KedaiPena.Com – Ekonom senior Rizal Ramli dituding rasis ketika dalam acara ILC TVONe, 21 April lalu. Padahal ia meminta rezim Jokowi berhenti menjadi antek Cina.
Smith Alhadar, Direktur Eksekutif Institute for Democracy Education (IDE) menilai tidak ada yang salah dari pernyataan Rizal Ramli. Sebab, pernyataannya merujuk Cina sebagai negara, bukan ras.
“Dan kenyataannya, Indonesia di bawah rezim Jokowi yang dikomandai Opung Luhut memang telah menjadi antek atau kaki tangan Cina,” tegas Smith dalam keterangan yang diterima redaksi, Sabtu (25/4/2020).
Ia menilai pembiasan makna yang dilakukan para pendengung di dunia maya sudah menjadi kebiasaan. Para buzzer di media sosial membuat interpretasi aneh atas ucapan intelektual dan tokoh oposisi yang dipersepsi dapat menggoyang rezim yang mereka puja.
“Interpretasi yang diniatkan untuk membunuh karakter tokoh itu. Kali ini serangan ditujukan kepada intelektual yang ucapan dan tindakannya dijadikan rujukan barisan oposisi,” jelas dia.
Katanya lagi, hampir semua kebijakan ekonomi dan politik rezim berorientasi pada persetujuan dan kepentingan Republik Rakyat Cina. Ini bertujuan menarik sebesar mungkin investasi Cina.
“Fakta-fakta keras itulah yang membuat Rizal Ramli menarik kesimpulan Indonesia telah menjadi budak Cina. Dan mendesak rezim Jokowi membalik haluan untuk tidak lagi berorientasi ke Beijing dan kembali ke jati diri sebagai bangsa yang mandiri dalam menjalankan politik luar negerinya, sebagaimana dirumuskan para ‘founding fathers‘, politik bebas aktif,” lanjutnya.
Pandangan Rizal Ramli itu adalah pandangan kebangsaan. Sama sekali jauh dari rasisme. Kenyataannya, istri RR adalah keturunan Tionghoa dan sangat banyak teman-temannya berasal dari etnis ini. Memang RR dikenal sebagai seorang pluralis yang dapat dilihat dari beragamnya orang di sekelilingnya.
“Anak-anak angkat pun berasal dari golongan Protestan dan Katolik. Tak salah kalau ia menuduh para buzzer itu norak,” seru dia.
Yang RR tuding itu bukan etnis Tionghoa tapi negara Cina yang dipimpin Presiden Xi Jinping.
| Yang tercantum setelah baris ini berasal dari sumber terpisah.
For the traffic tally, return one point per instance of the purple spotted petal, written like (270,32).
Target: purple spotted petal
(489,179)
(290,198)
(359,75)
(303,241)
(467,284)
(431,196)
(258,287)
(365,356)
Lagi pula sebutan Cina bagi WNI keturunan di negeri ini telah dihapus secara resmi pada era SBY untuk digantikan dengan sebutan Tionghoa atas permintaan warga keturunan Cina di negeri ini.
“Thus, tiap kali orang Indonesia menyebut kata Cina, maka yang dimaksud adalah negara RRC,” tegasnya.
Pernyataan RR itu harus diletakkan pada konteks acara itu. Sikap kebangsaannya terlihat ketika ia membandingkan Indonesia dengan Vietnam, Meksiko, dan India. Ia mengutip analisis banyak pihak internasional bahwa ketiga negara itu akan menjadi super power dalam sepuluh tahun ke depan.
“Ketiga negara ini memang kental nasionalismenya, yang seluruh kebijakannya berorientasi ke dalam, yakni demi kepentingan negeri sendiri,” Smith Alhadar melanjutkan.
Menurut analisis tersebut yang sejalan dengan pandangan RR, bahwa Indonesia bisa menyodok ke urutan keempat kalau rezim Jokowi mengikuti langkah mereka. Yaitu, mereorientasi politik luar negeri yang tidak lagi pro-Cina dan melepaskan diri dari jerat ketergantungan pada negeri tirai bambu itu, serta pemimpin negara dikelilingi ekonom-ekonom hebat.
“Kita tidak harus setuju dengan sikap dan pandangan RR. Yang kita tolak adalah tuduhan bahwa RR rasis. Tuduhan ini nampaknya disengaja, sebagaimana kebiasaan buzzer menjungkirbalikkan logika, untuk membunuh karakter orang-orang yang kritis terhadap rezim,” Smith menjelaskan.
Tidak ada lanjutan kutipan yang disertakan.